In this case, all pre-trial evidence gathering concluded in August. Lewis filed a pre-trial brief on Jan. 12 that listed 24 exhibits she intended to present at trial. On. Feb. 1, Lewis filed a revised exhibit list that contained 351 exhibits, including 174 documents that had never been previously identified.

Carlson said he found the development “profoundly troubling” as it clearly violated court rules. He granted Cabot’s motion to exclude all documents other than the 24 exhibits that were disclosed on Jan. 12.

The judge said he realizes his ruling is a significant blow to the Elys and Huberts, but he had little choice as he has an obligation to protect Cabot against being “ambushed with a trial-by-surprise.”

“On the eve of trial, the court is presented with a surprising and troubling development: the belated disclosure by plaintiffs of thousands of pages of exhibits,” the judge wrote. “The rules governing pretrial and trial practice are in place to prevent precisely the specter that now appears ... We are obliged to ensure that one party’s failure to comply with the rules does not lead to an unjustified prejudice to those parties who follow the rules.”

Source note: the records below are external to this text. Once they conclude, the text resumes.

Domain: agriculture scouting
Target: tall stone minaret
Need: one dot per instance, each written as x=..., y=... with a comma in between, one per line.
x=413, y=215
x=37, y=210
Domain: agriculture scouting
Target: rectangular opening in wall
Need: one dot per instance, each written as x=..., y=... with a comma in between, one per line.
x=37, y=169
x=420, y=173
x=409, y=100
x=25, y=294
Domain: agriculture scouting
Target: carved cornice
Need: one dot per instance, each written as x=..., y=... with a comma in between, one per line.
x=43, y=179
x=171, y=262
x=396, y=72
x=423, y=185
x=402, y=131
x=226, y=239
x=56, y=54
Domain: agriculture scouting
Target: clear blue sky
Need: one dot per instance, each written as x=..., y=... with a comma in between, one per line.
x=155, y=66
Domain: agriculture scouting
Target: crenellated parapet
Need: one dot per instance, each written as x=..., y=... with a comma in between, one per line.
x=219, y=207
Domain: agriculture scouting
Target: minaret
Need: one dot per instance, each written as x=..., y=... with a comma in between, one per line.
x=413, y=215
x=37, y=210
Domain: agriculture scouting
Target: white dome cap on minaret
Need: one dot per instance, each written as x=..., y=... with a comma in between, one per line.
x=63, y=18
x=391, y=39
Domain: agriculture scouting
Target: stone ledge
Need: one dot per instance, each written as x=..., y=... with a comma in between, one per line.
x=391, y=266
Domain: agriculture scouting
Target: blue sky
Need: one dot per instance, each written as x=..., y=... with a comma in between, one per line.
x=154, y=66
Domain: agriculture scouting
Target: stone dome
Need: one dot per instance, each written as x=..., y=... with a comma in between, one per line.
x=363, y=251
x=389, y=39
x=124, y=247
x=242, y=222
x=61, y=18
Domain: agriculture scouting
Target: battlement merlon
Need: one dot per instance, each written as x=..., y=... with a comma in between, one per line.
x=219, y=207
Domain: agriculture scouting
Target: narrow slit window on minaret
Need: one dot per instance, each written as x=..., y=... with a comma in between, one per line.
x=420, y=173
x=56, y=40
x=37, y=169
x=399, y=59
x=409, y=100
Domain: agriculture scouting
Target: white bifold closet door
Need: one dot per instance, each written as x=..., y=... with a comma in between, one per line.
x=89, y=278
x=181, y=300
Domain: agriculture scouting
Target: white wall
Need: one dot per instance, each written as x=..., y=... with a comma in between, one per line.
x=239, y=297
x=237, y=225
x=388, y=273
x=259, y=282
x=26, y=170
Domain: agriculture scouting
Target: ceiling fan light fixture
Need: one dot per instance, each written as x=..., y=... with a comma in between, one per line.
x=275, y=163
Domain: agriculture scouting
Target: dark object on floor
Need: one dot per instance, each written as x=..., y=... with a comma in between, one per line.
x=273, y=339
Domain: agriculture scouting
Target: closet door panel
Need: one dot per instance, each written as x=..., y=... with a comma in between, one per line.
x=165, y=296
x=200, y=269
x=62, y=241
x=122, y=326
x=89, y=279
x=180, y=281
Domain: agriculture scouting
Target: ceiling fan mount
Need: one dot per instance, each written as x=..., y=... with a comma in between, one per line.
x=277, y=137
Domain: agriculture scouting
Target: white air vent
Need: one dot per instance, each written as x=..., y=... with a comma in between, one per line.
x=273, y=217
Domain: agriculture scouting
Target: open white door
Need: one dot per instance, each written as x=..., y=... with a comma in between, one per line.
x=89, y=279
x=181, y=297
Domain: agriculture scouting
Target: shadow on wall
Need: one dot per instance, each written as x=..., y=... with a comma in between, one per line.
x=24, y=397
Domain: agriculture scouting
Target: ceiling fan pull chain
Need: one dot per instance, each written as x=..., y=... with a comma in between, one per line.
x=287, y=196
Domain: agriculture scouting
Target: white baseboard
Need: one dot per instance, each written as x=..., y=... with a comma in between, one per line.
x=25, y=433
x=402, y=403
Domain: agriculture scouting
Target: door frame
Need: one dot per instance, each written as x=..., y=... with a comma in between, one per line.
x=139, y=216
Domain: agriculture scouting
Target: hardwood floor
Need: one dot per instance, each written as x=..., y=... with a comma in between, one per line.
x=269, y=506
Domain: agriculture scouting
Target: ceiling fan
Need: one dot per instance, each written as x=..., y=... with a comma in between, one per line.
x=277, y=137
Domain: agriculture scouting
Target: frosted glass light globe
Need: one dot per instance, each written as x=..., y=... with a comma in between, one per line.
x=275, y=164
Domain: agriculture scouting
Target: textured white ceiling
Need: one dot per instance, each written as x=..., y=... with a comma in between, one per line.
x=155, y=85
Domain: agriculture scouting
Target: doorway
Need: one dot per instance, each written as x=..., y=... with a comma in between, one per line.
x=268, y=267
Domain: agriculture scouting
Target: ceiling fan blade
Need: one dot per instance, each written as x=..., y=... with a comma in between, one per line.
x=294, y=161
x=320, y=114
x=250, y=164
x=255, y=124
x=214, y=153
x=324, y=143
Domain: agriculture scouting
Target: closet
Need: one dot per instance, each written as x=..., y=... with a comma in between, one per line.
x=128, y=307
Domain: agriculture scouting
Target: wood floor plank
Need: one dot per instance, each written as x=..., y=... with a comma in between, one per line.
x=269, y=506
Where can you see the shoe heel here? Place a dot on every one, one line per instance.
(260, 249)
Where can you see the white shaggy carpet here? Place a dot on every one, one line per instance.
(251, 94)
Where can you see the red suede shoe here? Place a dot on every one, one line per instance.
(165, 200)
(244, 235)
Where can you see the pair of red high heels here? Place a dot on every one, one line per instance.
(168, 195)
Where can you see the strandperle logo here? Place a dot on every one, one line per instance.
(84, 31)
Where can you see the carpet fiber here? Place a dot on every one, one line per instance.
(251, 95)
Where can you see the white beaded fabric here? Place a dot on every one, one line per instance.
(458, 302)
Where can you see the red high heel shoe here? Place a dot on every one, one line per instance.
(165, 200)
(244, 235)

Contacted Friday, Lewis said in an email that Carlson did what he thought was correct, but she and her clients “do not necessarily agree with the entirety of the decision of the court or the severity of the court’s penalty.”

“It is plaintiffs’ position that their actions with respect to exhibit disclosure were neither willful nor intentional nor prejudicial to Defendant Cabot Oil & Gas Corporation’s defense in this matter,” Lewis said.

While the ruling on evidence hurts the Elys and Huberts case, Carlson ruled in their favor on another important issue — a dispute regarding whether jurors will be told of a state law that says a driller is presumed to be responsible for water contamination if the water supply is within 1,000 feet of the oil or gas well and the pollution occurred within six months after the drilling was completed.

Jeremy Mercer, one of Cabot’s attorneys, argued jurors should not be told about that statute because it applies only to state administrative enforcement actions and should not be permitted as evidence in a civil lawsuit.

Carlson rejected that argument, but said he will reconsider the matter after he hears evidence at trial. He then will decide if it will be presented to the jury when the panel begins deliberations.

If Cabot is found responsible for contaminating the wells, the Elys and Huberts can seek compensation for the loss in market value of their properties and for inconvenience and loss of enjoyment of their property. If they prevail on the negligence claims, a separate proceeding will be held to determine if they are entitled to punitive damages. Jury selection is scheduled to begin at 9:30 a.m.